The Immigration Health Surcharge is a now well known term among applicants and practitioners as it was introduced almost 3 years ago, on 6 April 2015. Unlike application fees, it remained static at £200 per year for non-EEA nationals applying to work, study or join your family in the UK for more than 6 months.  Those under Tier 4 (students) or Tier 5 (Youth Mobility Scheme) visas currently pay a discounted rate of £150 a year. The money generated by the health surcharge goes directly towards funding the NHS. Having paid the surcharge, migrants then have same access to the NHS as a UK permanent resident for the duration of their visa.

Two days ago, the government announced its plan to double the surcharge. From £200 to £400 for those applying to work, study or joint the family for over 6 months and from £150 to £300 for student and Youth Mobility Scheme visa applicants. 

The Department of Health and Social Care (DHSC) estimates that the NHS spends £470 on average per person per year on treating surcharge payers. Projections suggest that the increased charges may provide around £220m extra every year, with this money going to NHS services to better reflect the actual costs to the NHS of treating those who pay the surcharge.

Our Health and Immigration Ministers are in favour.

Health Minister James O’Shaughnessy said:

"Our NHS is always there when you need it, paid for by British taxpayers. We welcome long-term migrants using the NHS, but it is only right that they make a fair contribution to its long-term sustainability.

By increasing the surcharge so that it better reflects the actual costs of using health services, this government is providing an extra £220 million a year to support the NHS."

Immigration Minister Caroline Nokes said:

"It is only right that people who come to the UK should contribute to the running of the NHS. The surcharge offers access to health care services that are far more comprehensive and at a much lower cost than many other countries.

The income generated goes directly to NHS services, helping to protect and sustain our world-class healthcare system for everyone who uses it."

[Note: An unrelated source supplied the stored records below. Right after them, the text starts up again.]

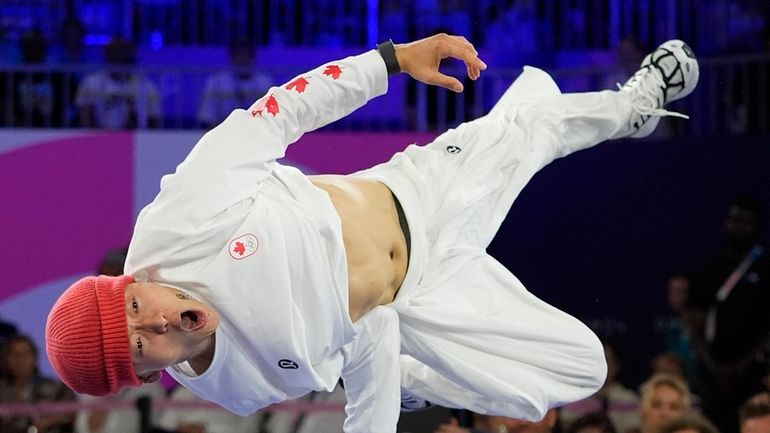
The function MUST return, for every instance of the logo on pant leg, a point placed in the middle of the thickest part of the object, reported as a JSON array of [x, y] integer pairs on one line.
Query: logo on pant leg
[[288, 364], [243, 246]]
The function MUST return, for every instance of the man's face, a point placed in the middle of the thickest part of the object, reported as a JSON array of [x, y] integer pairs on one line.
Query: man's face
[[664, 404], [165, 327]]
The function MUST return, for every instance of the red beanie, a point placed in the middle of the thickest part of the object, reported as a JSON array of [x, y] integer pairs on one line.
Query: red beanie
[[87, 336]]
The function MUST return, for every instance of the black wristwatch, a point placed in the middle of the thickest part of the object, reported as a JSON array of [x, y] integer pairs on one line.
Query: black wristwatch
[[388, 53]]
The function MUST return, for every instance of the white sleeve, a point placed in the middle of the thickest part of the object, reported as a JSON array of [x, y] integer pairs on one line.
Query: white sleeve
[[228, 163], [372, 375]]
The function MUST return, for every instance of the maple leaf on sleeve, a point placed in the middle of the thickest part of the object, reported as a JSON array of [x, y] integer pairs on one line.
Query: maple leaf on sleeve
[[272, 105], [333, 71], [239, 249], [298, 84]]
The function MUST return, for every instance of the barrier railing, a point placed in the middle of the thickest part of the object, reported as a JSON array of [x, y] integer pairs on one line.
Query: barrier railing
[[732, 97]]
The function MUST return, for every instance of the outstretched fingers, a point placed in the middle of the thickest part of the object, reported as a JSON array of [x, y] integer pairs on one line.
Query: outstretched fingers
[[421, 59]]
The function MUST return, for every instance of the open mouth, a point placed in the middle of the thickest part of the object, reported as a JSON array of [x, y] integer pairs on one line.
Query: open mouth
[[192, 320]]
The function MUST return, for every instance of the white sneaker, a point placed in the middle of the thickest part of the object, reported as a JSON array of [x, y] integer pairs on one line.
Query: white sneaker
[[667, 74]]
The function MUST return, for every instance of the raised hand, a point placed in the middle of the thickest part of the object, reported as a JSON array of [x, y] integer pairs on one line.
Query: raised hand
[[421, 59]]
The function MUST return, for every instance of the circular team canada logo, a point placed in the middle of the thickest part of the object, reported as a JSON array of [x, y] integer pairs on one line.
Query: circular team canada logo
[[243, 246], [453, 149], [288, 364]]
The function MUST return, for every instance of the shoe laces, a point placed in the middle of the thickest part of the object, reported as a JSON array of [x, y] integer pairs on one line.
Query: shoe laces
[[647, 84]]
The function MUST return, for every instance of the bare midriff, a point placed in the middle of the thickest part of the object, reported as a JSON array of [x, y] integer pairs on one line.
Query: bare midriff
[[374, 242]]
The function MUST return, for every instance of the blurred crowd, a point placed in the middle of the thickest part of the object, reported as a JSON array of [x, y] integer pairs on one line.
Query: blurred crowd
[[713, 374], [55, 82]]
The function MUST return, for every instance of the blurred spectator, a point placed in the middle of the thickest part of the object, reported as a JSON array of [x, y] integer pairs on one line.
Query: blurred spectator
[[205, 420], [689, 424], [237, 87], [754, 415], [70, 50], [676, 336], [118, 420], [668, 363], [308, 422], [119, 97], [7, 330], [21, 382], [595, 422], [664, 397], [35, 98], [620, 403], [729, 309], [500, 424]]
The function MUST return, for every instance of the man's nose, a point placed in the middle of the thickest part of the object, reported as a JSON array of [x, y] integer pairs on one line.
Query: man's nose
[[156, 322]]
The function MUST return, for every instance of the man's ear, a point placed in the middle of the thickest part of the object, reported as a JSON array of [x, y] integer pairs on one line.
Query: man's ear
[[151, 377]]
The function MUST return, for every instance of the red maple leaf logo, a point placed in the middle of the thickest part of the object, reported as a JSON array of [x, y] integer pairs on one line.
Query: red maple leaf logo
[[239, 249], [333, 71], [258, 109], [271, 104], [298, 84]]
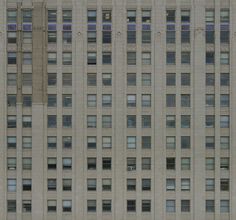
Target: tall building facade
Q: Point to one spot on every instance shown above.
(118, 110)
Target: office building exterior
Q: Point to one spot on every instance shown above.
(118, 110)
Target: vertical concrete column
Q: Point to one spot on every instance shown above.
(159, 119)
(199, 112)
(38, 100)
(3, 110)
(119, 64)
(232, 109)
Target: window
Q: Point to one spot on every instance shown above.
(11, 58)
(52, 205)
(91, 163)
(170, 163)
(185, 79)
(210, 142)
(131, 205)
(106, 205)
(210, 184)
(106, 121)
(146, 121)
(185, 100)
(224, 142)
(26, 184)
(224, 121)
(11, 79)
(146, 142)
(170, 142)
(210, 57)
(67, 121)
(224, 206)
(146, 58)
(92, 58)
(185, 163)
(146, 205)
(210, 163)
(26, 206)
(106, 100)
(146, 79)
(210, 100)
(67, 163)
(67, 184)
(106, 142)
(131, 142)
(224, 184)
(67, 58)
(66, 205)
(91, 205)
(146, 163)
(11, 142)
(170, 205)
(11, 185)
(170, 184)
(185, 184)
(224, 79)
(131, 100)
(27, 100)
(27, 142)
(52, 163)
(106, 58)
(185, 57)
(170, 58)
(52, 184)
(52, 79)
(52, 100)
(131, 58)
(26, 121)
(106, 79)
(26, 163)
(91, 184)
(185, 121)
(91, 121)
(91, 142)
(67, 16)
(146, 100)
(131, 163)
(106, 184)
(52, 58)
(67, 142)
(52, 121)
(106, 163)
(224, 163)
(210, 79)
(11, 163)
(131, 184)
(131, 121)
(185, 205)
(170, 100)
(170, 79)
(224, 100)
(91, 79)
(210, 205)
(11, 121)
(11, 205)
(210, 121)
(185, 142)
(224, 58)
(67, 37)
(170, 121)
(11, 37)
(66, 79)
(11, 100)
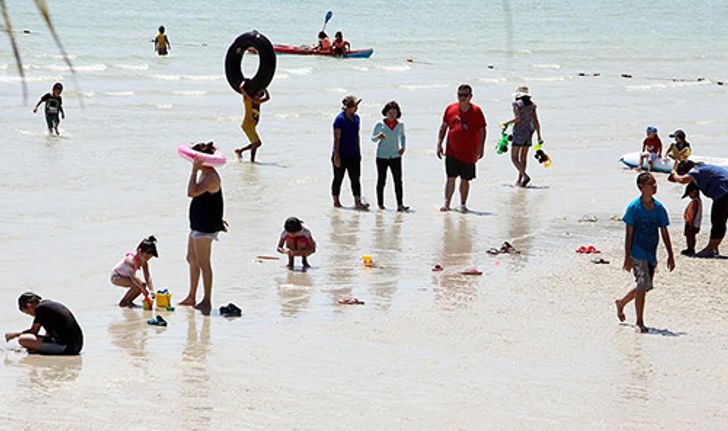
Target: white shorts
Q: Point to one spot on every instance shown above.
(197, 234)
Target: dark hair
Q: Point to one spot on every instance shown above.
(685, 166)
(643, 177)
(293, 224)
(391, 105)
(464, 87)
(28, 298)
(149, 245)
(207, 148)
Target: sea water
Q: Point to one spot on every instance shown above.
(71, 206)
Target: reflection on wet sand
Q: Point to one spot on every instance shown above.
(387, 247)
(294, 292)
(452, 289)
(131, 333)
(344, 246)
(197, 398)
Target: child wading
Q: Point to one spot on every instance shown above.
(124, 273)
(251, 104)
(161, 42)
(390, 139)
(298, 242)
(651, 149)
(54, 107)
(693, 217)
(644, 217)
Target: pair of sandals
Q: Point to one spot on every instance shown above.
(230, 310)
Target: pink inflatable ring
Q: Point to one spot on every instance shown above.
(211, 160)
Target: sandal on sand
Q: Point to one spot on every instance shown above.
(230, 310)
(157, 321)
(350, 300)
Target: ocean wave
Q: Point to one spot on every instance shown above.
(555, 66)
(421, 86)
(188, 77)
(298, 71)
(119, 93)
(142, 66)
(189, 93)
(14, 79)
(402, 68)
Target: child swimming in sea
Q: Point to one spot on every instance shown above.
(161, 42)
(54, 107)
(124, 273)
(251, 103)
(298, 242)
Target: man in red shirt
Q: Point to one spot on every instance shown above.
(465, 126)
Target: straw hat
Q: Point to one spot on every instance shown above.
(521, 91)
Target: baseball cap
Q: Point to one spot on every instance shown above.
(350, 101)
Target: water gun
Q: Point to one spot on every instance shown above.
(541, 155)
(502, 145)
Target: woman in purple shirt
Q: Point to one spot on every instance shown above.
(713, 182)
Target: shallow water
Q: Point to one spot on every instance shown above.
(524, 346)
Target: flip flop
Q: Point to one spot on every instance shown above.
(157, 321)
(350, 300)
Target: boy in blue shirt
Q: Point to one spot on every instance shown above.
(644, 217)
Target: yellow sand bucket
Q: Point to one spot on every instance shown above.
(164, 300)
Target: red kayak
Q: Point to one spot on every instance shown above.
(306, 50)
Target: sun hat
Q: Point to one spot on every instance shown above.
(521, 91)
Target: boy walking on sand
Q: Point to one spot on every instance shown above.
(643, 218)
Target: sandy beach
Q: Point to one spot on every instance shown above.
(532, 343)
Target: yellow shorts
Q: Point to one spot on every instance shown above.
(250, 132)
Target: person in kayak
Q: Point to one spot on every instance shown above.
(324, 42)
(680, 149)
(341, 46)
(251, 119)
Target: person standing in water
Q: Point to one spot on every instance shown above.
(346, 157)
(390, 139)
(206, 222)
(464, 124)
(251, 103)
(53, 108)
(525, 122)
(161, 42)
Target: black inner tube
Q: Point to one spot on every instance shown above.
(234, 62)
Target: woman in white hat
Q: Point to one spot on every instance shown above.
(525, 121)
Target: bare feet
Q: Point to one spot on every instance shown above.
(189, 301)
(204, 307)
(620, 311)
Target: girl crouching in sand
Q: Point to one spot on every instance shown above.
(298, 242)
(124, 274)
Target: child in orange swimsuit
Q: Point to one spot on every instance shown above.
(298, 242)
(250, 120)
(124, 273)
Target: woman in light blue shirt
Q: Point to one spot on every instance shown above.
(390, 139)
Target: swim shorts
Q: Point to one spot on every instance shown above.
(644, 273)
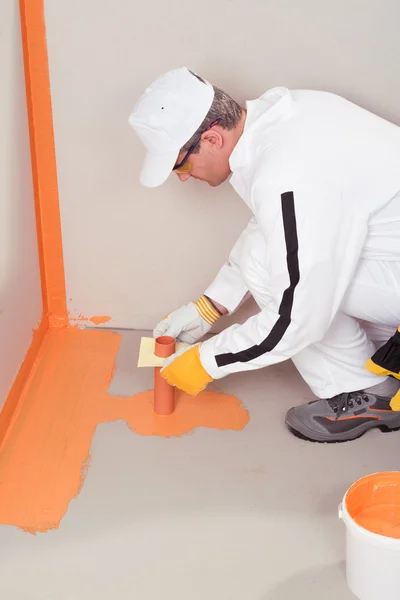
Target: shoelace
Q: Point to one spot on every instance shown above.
(341, 403)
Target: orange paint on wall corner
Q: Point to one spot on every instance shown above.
(12, 405)
(43, 157)
(99, 320)
(43, 463)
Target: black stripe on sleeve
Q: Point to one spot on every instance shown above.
(285, 308)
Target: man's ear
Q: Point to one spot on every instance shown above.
(213, 138)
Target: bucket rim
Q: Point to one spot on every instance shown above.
(388, 540)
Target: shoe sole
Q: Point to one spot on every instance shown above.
(303, 433)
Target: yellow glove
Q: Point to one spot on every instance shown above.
(386, 361)
(185, 371)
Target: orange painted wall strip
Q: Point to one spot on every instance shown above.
(12, 405)
(43, 159)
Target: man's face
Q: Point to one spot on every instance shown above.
(211, 163)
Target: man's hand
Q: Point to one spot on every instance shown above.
(185, 371)
(189, 323)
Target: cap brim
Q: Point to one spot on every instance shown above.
(157, 168)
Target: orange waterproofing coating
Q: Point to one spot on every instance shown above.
(374, 503)
(164, 394)
(44, 171)
(43, 463)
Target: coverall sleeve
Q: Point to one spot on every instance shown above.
(314, 242)
(229, 287)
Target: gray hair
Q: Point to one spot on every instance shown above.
(223, 107)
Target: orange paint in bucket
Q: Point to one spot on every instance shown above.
(374, 503)
(371, 512)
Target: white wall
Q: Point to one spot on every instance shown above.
(20, 291)
(103, 54)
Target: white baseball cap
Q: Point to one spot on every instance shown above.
(166, 116)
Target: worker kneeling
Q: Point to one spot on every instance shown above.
(320, 256)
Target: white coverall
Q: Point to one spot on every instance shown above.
(321, 255)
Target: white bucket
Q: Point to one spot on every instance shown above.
(373, 559)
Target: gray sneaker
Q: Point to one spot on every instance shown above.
(342, 418)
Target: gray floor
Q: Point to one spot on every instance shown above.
(213, 515)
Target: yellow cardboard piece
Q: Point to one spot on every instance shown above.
(147, 358)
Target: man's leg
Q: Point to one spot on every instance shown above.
(335, 369)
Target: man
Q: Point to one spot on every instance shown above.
(321, 255)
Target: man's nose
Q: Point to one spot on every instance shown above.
(183, 176)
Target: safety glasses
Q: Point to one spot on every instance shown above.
(185, 167)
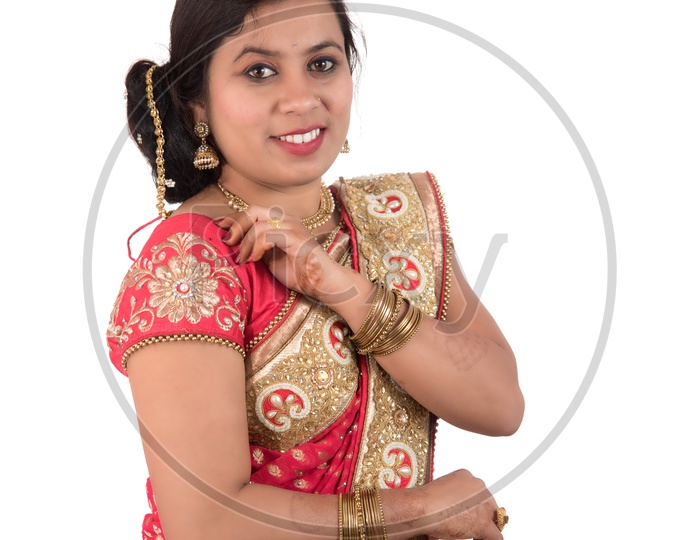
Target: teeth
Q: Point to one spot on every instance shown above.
(299, 138)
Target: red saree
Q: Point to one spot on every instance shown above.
(322, 418)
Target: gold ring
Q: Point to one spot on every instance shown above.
(501, 518)
(275, 222)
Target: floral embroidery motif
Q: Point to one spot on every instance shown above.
(280, 404)
(387, 205)
(398, 244)
(404, 273)
(399, 471)
(183, 288)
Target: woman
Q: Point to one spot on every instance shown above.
(289, 345)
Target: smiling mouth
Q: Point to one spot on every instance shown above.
(301, 138)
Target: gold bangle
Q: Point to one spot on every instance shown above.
(398, 304)
(378, 498)
(375, 322)
(373, 515)
(360, 335)
(403, 332)
(501, 518)
(361, 521)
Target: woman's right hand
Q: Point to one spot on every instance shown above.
(458, 505)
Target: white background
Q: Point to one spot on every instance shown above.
(625, 73)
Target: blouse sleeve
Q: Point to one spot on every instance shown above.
(181, 288)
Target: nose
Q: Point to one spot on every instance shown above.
(298, 95)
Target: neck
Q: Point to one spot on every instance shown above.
(298, 200)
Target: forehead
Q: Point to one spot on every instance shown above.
(287, 24)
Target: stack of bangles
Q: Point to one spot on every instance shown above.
(380, 333)
(361, 516)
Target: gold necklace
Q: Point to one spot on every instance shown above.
(322, 215)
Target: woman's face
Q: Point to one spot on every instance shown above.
(280, 95)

But not everyone thinks the increase is a good idea. An article explores the practical consequences of the increase in the context of the NHS workforce. There are believed to be shortages of staff such as nurses and doctors, leaving NHS to recruit workers from outside of the EU. A work visa is required for this. Often this is initially for a period up to 3 years. Under these plans, the health surcharge would cost £1200 and an application fee of around £587. For those with a family, the same costs would need to be borne for each dependant family member. To conclude:

"...Greater upfront costs of getting into the UK to work - also including professional registration fees - are likely to make the prospect of working in the health service less attractive for overseas health workers and make NHS trusts; efforts to recruit from overseas in the face of staff shortages even more challenging."

The figure is still short of what was pledged by the Tories during last year's election manifesto which stated the immigration health surcharge would be tripled to £600 for workers and £450 for students. The hike announcement only being a plan so far, who knows what the final figure will be. More on this later in the year, with plenty of media coverage to keep us going in the meantime.